Read asset-manifest.md before writing crop manifests. Read layout-json.md before writing layout JSON. Read reconstruction-sop.md for batch jobs or when the slide is visually dense.
Script Commands
Use the active Python environment. If python-pptx is missing, install it into that environment:
python -m pip install python-pptx
For image work, Pillow and NumPy are required. The Codex bundled workspace Python usually includes them.
Extract assets:
python /path/to/skill/scripts/asset_cropper.py \
--manifest page_002.assets.json \
--out-dir assets/page_002 \
--contact-sheet
Build one or more slides from layout JSON:
python /path/to/skill/scripts/build_pptx_from_layout.py \
--layout layouts/page_002.layout.json \
--assets-root . \
--out output/page_002_editable.pptx
Combine per-page layouts:
python /path/to/skill/scripts/combine_layouts.py \
--layouts layouts \
--out layouts/combined.layout.json
Inspect final PPTX:
python /path/to/skill/scripts/inspect_pptx.py \
--pptx output/deck_editable.pptx \
--report scratch/quality_report.json
Extraction Decisions
Extract separately:
- logos, emblems, seals, wordmarks
- icons and pictograms
- photos, screenshots, chart screenshots when not reconstructing as data
- background campus/architecture line art
- footer/header decorative bands
- complex ribbons, tabs, badge shapes, paired flourishes
- reusable blank variants such as blank circles or empty ribbon tabs when useful
Do not extract:
- normal body text
- titles, section labels, captions, bullets, numbers that can be rebuilt as text
- simple rectangles, card frames, circles, and straight rules that can be native PPT shapes
Merge only when separate extraction adds no value, such as a footer band with many tiny decorative fragments or a paired title flourish intended to move together.
Reconstruction Decisions
Use source-image pixel coordinates in layout JSON. Set source_width and source_height to the image size. The builder scales positions to the requested slide size.

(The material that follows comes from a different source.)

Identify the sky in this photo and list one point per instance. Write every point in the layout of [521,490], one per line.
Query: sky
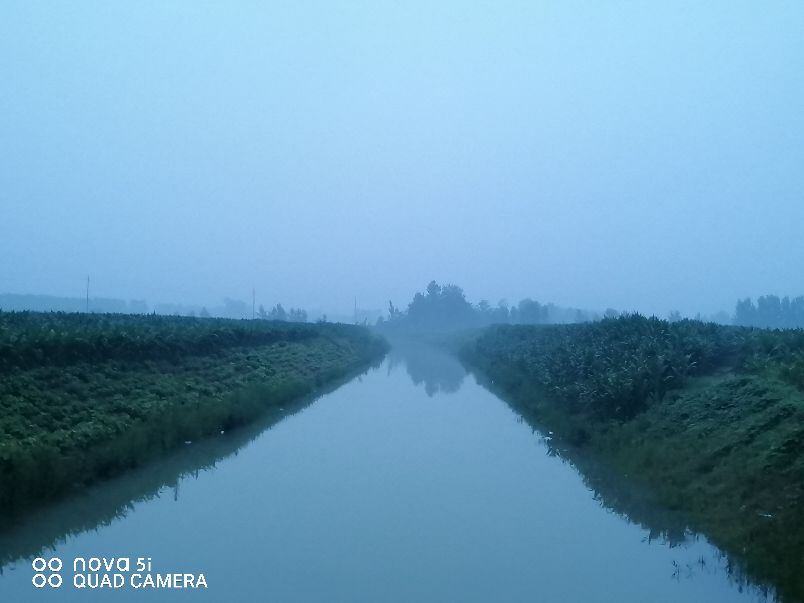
[636,155]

Element order matters. Place backgrounds first, then large shapes, then image assets, then text.
Keep text boxes generous. PowerPoint, WPS, and preview renderers can use slightly different font metrics. Prefer wider boxes, explicit line breaks, and modest font-size adjustments over tight text regions.

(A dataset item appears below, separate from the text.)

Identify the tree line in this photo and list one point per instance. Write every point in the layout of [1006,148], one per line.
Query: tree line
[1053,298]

For repeated page templates, create a reusable layout pattern and only swap text/image paths per page. For highly varied pages, rebuild each page individually.
Validation Standard
A job is done only when:
- every meaningful visual asset from the source slide is either extracted as a PNG or intentionally rebuilt as a native shape
- ordinary text is editable in the PPTX
- PNG assets are independent picture objects and can be moved/replaced
- final PPTX passes package inspection with no empty media or placeholder text
- the saved PPTX preview has been visually compared against the source image, or the final response states why preview parity could not be rendered
Final responses should include the final .pptx path, extracted asset root, preview path if generated, QA command/report, and any known differences from the source image.